Thursday, May 07, 2009

Spot the difference


Prime Minister Gordon Brown and President Barack Obama have both committed through the G-20 process to tackling tax avoidance and evasion. But which one is the more serious about taking practical steps in this direction?

Clues:

Staff cuts at HMR&C have led to the shedding of 20,000 tax officers in recent years, and accounting firms are already complaining about declining service standards due to understaffing - see here. Further staff cuts have already been announced and service standards are expected to decline further. Hard to see how this will lead to a strengthening of anti-avoidance/evasion effort.
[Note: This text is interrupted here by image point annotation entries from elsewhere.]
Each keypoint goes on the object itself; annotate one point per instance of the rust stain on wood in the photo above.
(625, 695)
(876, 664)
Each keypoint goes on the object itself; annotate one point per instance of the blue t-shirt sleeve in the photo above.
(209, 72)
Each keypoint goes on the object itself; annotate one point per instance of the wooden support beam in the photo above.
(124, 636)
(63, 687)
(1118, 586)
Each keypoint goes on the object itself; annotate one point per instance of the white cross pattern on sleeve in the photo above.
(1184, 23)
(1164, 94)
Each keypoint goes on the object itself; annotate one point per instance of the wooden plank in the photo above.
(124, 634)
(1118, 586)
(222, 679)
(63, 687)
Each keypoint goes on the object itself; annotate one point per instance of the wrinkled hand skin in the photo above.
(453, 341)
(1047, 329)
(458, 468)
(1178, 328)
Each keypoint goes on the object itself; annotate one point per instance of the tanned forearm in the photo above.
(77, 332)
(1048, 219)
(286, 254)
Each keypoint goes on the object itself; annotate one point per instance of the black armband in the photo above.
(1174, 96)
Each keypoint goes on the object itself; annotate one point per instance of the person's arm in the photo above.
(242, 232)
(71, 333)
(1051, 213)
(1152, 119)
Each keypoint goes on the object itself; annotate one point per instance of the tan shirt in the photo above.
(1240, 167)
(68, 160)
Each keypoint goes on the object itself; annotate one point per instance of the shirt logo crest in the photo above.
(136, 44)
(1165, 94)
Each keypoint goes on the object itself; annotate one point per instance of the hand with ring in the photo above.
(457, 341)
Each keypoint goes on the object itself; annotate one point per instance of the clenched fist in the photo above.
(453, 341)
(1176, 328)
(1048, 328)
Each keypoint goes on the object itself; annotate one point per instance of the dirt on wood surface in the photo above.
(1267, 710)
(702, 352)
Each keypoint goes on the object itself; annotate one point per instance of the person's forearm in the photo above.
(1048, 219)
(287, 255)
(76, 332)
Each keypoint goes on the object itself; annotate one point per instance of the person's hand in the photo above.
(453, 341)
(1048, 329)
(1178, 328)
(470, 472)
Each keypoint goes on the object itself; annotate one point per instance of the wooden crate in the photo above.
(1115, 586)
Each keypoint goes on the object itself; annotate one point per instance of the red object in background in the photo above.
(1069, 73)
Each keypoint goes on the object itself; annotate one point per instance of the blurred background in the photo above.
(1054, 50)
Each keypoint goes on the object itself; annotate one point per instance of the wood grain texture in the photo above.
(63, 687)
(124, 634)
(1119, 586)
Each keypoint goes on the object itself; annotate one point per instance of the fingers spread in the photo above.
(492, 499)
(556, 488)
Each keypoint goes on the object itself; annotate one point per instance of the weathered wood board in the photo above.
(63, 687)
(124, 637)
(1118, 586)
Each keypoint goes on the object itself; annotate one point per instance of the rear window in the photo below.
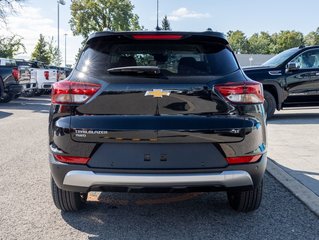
(172, 58)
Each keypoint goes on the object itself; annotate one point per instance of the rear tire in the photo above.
(67, 201)
(246, 201)
(270, 104)
(6, 98)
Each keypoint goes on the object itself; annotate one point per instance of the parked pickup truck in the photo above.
(41, 78)
(9, 75)
(290, 79)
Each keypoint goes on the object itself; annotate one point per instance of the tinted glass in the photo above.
(280, 58)
(173, 58)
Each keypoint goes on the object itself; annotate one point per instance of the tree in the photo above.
(95, 15)
(238, 41)
(7, 7)
(55, 55)
(286, 39)
(10, 46)
(259, 43)
(312, 38)
(165, 24)
(41, 52)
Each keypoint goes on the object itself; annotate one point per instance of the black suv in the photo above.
(157, 112)
(290, 79)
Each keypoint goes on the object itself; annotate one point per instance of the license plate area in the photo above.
(157, 156)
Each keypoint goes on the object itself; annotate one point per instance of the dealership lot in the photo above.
(27, 211)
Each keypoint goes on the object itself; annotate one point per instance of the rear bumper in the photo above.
(46, 85)
(81, 178)
(225, 179)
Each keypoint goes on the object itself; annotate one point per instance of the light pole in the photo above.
(65, 34)
(157, 26)
(62, 2)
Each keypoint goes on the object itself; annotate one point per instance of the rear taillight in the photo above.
(15, 73)
(245, 93)
(241, 160)
(72, 160)
(67, 92)
(46, 75)
(157, 37)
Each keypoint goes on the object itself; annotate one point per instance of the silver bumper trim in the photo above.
(223, 179)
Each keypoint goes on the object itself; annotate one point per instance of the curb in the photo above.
(304, 194)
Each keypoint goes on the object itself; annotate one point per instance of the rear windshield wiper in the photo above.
(147, 70)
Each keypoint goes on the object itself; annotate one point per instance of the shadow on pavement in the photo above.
(295, 118)
(197, 216)
(4, 114)
(303, 177)
(35, 104)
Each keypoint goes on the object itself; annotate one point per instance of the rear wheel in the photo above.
(67, 201)
(6, 98)
(246, 201)
(270, 104)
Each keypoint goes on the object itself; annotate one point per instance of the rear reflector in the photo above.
(245, 159)
(66, 92)
(157, 37)
(246, 92)
(46, 75)
(73, 160)
(15, 73)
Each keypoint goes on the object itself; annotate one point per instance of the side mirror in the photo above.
(291, 67)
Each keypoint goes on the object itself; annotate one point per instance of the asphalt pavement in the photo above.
(27, 211)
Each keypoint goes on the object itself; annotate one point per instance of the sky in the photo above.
(36, 17)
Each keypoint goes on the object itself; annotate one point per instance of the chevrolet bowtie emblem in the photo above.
(158, 93)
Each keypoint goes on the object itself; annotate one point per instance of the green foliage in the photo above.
(285, 40)
(89, 16)
(312, 38)
(41, 52)
(165, 24)
(260, 43)
(238, 41)
(10, 46)
(55, 55)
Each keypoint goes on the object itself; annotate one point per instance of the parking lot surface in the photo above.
(296, 148)
(27, 211)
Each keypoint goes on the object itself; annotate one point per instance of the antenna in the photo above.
(157, 26)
On the other hand, the crack down on tax havens announced in Washington on 4th May 2009 included the following specific proposal:

3. Hire Nearly 800 New IRS Staff to Increase International Enforcement: As part of the President's budget, the IRS would be provided with funds to support the hiring of nearly 800 new employees devoted specifically to international enforcement. The funding would allow the IRS to hire new agents, economists, lawyers and specialists, increasing the IRS' ability to crack down on offshore tax avoidance and evasion, including through transfer pricing and financial products and transactions such as purported securities loans. According to estimates by the IRS, every additional dollar invested in enforcement in recent years has yielded about four dollars in added tax revenues.